30. Katseye, “Touch”
So that’s what liquid drum ‘n’ bass is.
29. Charli XCX feat. Lorde, “Girl, So Confusing”
The nonexistence of Brat and It’s the Same But It Includes the Only Two Extras You Actually Need From the Extended Brat Universe is cult-pop’s biggest scandal since The Great Body Talk Director’s Cuts of ‘10.
28. Camila Cabello, “Chanel No. 5”
Eventually I’ll return to the whole album just to check but for an also-ran, she kicked off with more than one bang, in this case swathed in warped piano sonics at least as inventive and missed as Mk.gee’s Jai Paul job on Phil Collins.

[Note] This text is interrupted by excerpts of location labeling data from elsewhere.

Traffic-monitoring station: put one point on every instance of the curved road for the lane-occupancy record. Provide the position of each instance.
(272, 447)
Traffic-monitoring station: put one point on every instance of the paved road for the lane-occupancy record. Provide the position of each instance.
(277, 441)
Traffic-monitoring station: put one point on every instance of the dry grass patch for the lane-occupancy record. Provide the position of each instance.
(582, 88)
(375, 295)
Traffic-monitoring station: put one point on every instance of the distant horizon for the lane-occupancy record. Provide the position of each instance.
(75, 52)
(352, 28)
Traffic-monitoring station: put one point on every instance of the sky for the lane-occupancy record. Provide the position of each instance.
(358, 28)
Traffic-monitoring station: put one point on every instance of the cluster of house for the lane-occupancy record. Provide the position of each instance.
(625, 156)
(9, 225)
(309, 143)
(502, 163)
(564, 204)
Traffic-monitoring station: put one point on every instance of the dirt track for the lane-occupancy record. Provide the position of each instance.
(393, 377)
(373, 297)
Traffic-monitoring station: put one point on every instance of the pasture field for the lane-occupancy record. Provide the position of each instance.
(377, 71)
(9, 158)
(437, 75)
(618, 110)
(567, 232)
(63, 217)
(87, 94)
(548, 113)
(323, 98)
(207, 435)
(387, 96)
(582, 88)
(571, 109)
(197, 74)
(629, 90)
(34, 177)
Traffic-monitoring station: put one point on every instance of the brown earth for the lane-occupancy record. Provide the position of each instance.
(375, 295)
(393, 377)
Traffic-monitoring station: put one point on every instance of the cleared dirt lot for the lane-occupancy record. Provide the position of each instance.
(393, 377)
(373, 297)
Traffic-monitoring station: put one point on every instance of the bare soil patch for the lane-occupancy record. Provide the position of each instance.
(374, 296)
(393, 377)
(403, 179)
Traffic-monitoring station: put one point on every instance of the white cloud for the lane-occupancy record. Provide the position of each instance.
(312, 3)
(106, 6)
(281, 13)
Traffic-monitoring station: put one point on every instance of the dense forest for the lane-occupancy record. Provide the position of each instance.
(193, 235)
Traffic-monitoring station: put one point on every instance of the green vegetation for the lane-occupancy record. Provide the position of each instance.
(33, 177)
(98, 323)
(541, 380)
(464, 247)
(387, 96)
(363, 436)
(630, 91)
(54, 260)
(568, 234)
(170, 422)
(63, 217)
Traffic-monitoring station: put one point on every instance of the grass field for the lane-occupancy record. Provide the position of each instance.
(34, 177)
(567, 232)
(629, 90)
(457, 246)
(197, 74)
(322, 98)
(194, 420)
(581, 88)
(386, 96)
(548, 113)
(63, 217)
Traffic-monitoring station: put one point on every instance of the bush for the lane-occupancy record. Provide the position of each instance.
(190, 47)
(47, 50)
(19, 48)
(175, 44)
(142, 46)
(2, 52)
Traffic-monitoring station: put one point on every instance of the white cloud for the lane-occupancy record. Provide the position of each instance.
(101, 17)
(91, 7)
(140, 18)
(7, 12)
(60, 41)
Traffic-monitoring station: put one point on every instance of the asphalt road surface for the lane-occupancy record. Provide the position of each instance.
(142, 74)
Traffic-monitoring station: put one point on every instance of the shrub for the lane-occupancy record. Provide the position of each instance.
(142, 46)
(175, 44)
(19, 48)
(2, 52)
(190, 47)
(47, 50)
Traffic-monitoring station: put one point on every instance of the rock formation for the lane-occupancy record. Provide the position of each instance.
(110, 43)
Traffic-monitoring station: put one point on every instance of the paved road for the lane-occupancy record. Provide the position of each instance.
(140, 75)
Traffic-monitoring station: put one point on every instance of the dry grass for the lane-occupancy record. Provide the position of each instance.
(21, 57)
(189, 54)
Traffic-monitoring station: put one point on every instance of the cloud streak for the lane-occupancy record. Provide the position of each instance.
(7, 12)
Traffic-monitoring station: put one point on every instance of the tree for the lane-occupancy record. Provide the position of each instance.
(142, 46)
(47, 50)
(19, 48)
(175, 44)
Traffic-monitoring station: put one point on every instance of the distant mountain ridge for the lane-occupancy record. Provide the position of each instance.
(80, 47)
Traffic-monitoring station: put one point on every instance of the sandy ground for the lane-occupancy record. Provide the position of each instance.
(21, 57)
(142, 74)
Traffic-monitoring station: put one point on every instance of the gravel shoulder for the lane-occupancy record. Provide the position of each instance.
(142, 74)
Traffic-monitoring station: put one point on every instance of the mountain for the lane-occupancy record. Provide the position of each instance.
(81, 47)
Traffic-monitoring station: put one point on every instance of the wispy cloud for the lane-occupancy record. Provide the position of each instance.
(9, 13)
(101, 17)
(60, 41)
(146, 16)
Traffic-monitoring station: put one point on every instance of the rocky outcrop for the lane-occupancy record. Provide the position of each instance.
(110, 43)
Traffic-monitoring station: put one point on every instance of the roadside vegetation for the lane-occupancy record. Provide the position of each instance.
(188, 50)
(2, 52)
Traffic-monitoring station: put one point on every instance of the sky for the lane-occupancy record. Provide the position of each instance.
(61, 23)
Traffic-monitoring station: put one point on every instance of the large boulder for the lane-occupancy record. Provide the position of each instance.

27. Porter Robinson, “Cheerleader”
Speaking of sonics, here’s where I thought this console king finally found his calling for noise, particularly that circuit-bent squeal masquerading as guitar but I also dig those nanoseconds of drum rush before the tidal wave of a chorus. At first I thought the tune itself was a bit plain in spite of all that splash. Now that I know it like the back of my hand, the maybe-too-blatant surface gives way to melodic and even lyrical crevices galore to burrow into, especially “she draws me kissing other guys.”
26. Katy the Kyng, “Shithole”
Long live the self-destructing one-woman girl-group pop song.
25. Fred again.., “Glow”
Suggested AI prompt: “the best Owl City song you’ve ever heard, without vocals of course.”
24. Etran de L'Aïr, “Amidinine”
If they can harness their thundering stage presence on record, they’ll get more than a fraction of Mdou Moctar’s ink, but this is the 100% Sahara Guitar gods at their hookiest and most raucous. See it live.
23. Maggie Rogers, “Don’t Forget Me”
Before the year the decade exploded switched it up like Nintendo, we’ll always have this memento from a simpler time (but not as simple as back when she was premiering Drug Church videos): a set-ender worth howling with your normie friends, who haven’t been gifted a nice wedding-crasher romcom-revenge tune in a minute.
22. Chappell Roan, “The Giver”
I’ve never been readier to love her, so I’ll take it like a taker. She gets the job done.
21. Tyler, The Creator feat. GloRilla, Sexyy Red & Lil Wayne, “Sticky”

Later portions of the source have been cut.